Affidavits shed light on Card
Maine State Police documents released Tuesday shed light on why a delusional U.S. Army reservist who killed 18 people at a bowling alley and a bar in Lewiston may have targeted those sites.
Robert Card, 40, was found dead Friday, two days after a rampage that also wounded 13 people and shut down multiple communities during a massive manhunt.
Three hours after the shooting began, state police interviewed a woman who said Card believed the Just-In-Time Recreation bowling alley, Schemengees Bar and Grille and several other businesses were “broadcasting online that Robert was a pedophile.”
The woman said Card was delusional since February after a break-up, had been hospitalized for mental illness and prescribed medication that he stopped taking, according to a police affidavit.

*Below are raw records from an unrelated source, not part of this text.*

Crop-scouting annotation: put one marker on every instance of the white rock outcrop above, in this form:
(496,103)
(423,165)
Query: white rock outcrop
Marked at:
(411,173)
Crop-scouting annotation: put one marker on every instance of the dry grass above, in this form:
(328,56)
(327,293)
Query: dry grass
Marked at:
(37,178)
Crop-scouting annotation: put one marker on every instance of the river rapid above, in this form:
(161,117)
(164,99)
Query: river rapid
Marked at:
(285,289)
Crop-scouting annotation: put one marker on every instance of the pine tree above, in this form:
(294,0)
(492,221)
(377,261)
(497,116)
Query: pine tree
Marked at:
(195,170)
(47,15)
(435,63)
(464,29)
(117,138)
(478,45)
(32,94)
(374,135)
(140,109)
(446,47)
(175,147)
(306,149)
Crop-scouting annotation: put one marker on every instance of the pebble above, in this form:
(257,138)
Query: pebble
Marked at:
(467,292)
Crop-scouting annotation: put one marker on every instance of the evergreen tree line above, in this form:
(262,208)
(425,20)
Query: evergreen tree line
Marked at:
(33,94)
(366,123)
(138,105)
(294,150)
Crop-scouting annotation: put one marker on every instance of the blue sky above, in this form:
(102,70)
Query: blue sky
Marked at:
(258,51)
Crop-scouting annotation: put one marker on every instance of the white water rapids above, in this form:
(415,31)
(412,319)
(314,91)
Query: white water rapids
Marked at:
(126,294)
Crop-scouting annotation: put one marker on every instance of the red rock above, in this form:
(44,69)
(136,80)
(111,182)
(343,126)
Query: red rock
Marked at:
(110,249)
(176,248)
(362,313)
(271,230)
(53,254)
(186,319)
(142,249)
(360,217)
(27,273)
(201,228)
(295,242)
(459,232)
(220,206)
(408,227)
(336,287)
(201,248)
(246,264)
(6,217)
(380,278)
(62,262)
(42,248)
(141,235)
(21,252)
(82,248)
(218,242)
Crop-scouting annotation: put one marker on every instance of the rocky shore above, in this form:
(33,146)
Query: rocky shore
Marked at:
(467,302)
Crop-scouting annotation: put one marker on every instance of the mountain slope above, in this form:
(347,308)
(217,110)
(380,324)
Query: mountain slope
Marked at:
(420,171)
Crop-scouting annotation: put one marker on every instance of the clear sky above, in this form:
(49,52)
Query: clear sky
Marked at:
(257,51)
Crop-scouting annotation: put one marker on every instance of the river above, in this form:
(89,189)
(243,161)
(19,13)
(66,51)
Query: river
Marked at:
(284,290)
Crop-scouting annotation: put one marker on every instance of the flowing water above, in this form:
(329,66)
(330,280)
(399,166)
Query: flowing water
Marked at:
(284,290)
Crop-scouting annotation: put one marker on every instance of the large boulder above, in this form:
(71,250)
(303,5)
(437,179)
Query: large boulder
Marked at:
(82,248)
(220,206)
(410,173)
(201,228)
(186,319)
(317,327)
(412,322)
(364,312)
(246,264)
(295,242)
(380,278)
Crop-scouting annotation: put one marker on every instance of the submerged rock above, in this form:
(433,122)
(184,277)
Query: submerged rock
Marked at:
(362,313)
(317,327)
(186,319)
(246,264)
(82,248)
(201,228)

His brother told police Card had been in relationship with someone he met at a cornhole competition at the bar. Another man said the same thing to a different officer, according to an affidavit.
That man told police he had been to the bowling alley and bar with Card, and Card knew people at both locations. He said Card’s girlfriend had two daughters that he would take out to eat at Schemengees, “and that is where the pedophile thing in Robert’s head came from as Robert was there with (his girfriend’s) two daughters on occasions and felt that people were looking at him.”
The man said Card also mentioned bar manager Joey Walker was one of the people who Card thought disparaged him. Walker was among those killed.
Card’s son told police paranoia about strangers calling him a pedophile became a recurring theme for his father since last winter.
He also accused fellow members of his Army reserve unit of calling him a pedophile in July. He then spent two weeks at a private psychiatric hospital in New York.
In Lewiston, children were back in school and on the streets in costumes for trick-or-treating Tuesday after days of lockdown during the police search for Card.